Speaking of which, we had tumbled head over heels in love with a donkey named… well… Donkey. He had arrived at the sanctuary together with his mother Dinkey (! :-)) some time ago.
He was a strong, well-proportioned animal, with the softest furry ears, and an untidy mane that stood up in a ridge along his neck, vividly reminding me of my own tousled hairstyle in the morning. He had a short black line running from his withers to his shoulder, and a white snout with a soft muzzle.
Donkey had taken an instant liking to Richard, nuzzling against his chest, nibbling at his shirt buttons, and positively purring with pleasure, if donkeys could purr, that is. I don’t know what secrets he was sharing with my husband, when they looked each other deeply in the eyes like this, but there was unmistakeably a lot of love flowing back and forth!
So when it came to deciding which donkey we wanted to adopt, the choice had already been made for us! You can click here for a list of some of the donkeys available for adoption, with descriptions, and here for the adoption form.
We thanked Patricia for showing us around, and went across to the restaurant, which is called the Eseltjiesrus Country Kitchen, although it is completely independent of the sanctuary. It is run by Debbie and Jimmy Hall-Reece, and they are open from 10.00am to 17.00pm Thursdays to Sundays (closed Mondays to Wednesdays).
We were hungry ourselves now, so we sat down for a cup of coffee, a capuccino, a piece of cheese cake and a pair of scones with jam.

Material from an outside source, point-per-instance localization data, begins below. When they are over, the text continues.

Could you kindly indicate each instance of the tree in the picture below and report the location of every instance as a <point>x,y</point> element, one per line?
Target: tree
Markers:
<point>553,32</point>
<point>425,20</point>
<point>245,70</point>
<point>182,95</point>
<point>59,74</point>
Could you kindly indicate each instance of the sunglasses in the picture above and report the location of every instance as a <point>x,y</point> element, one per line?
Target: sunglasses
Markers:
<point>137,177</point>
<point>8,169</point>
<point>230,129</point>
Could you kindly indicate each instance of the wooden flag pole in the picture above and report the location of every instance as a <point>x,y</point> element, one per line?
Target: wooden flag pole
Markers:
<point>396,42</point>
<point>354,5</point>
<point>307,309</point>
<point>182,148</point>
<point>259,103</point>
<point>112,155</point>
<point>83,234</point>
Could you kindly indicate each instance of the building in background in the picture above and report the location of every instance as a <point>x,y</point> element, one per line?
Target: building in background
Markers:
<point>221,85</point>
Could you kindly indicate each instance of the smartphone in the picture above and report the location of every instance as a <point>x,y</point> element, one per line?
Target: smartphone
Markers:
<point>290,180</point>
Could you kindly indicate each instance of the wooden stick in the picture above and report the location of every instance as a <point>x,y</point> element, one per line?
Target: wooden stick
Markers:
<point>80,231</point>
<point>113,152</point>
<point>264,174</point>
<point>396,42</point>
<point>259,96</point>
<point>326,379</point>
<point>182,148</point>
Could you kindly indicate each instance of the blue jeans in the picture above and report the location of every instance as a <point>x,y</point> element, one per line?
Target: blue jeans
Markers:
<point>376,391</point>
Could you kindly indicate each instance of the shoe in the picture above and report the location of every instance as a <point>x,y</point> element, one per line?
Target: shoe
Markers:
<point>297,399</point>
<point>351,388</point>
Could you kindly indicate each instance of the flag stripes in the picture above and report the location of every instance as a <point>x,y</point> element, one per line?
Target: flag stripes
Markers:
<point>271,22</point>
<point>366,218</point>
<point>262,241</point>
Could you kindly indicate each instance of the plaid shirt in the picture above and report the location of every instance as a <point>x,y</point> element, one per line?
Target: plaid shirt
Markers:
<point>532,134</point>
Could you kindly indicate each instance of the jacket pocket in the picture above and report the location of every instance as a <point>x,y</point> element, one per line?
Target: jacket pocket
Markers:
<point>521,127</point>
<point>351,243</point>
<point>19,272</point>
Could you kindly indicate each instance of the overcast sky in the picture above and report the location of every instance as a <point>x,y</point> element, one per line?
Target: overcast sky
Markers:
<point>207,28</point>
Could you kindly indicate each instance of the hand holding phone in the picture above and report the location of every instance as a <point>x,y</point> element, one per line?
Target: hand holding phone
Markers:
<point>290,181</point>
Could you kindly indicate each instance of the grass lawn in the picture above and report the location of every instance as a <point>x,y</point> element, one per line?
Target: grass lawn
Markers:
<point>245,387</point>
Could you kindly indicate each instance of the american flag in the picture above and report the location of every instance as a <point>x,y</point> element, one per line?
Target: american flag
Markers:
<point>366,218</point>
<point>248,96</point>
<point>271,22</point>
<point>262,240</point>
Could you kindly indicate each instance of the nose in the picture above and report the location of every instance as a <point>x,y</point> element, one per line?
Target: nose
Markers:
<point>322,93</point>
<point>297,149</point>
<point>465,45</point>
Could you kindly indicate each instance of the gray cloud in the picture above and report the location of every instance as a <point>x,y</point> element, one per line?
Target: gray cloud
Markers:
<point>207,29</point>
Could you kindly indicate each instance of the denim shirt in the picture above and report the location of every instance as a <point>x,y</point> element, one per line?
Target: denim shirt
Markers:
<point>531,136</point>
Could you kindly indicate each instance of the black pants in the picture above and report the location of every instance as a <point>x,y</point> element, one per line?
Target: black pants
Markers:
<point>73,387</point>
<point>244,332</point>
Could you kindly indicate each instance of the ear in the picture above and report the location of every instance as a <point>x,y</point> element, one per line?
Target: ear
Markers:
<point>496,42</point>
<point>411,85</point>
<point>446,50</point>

Yum.
There is a gorgeous little gift shop behind the restaurant, which stocks all kinds of rustic, handmade gift items for house and garden. There is also a small nursery next to the gift shop, where you can pick up all manner of indigenous plants.
You can find out more about the donkey sanctuary here, and you can also connect with them via Facebook. And if you can speak Afrikaans, you can read this article by Colette du Plessis titled, appropriately, Donkiehemel op McGregor (Donkey Heaven in McGregor).
Because that really is the feeling you get when you visit here:
As the peace and tranquility of this special place seeps into your body, and as you simply share the space with the donkeys, you will feel your breathing slowing down and your heart beating more slowly. You can feel your emotions settling, and the chattering mind becoming calm and peaceful. There was just stillness.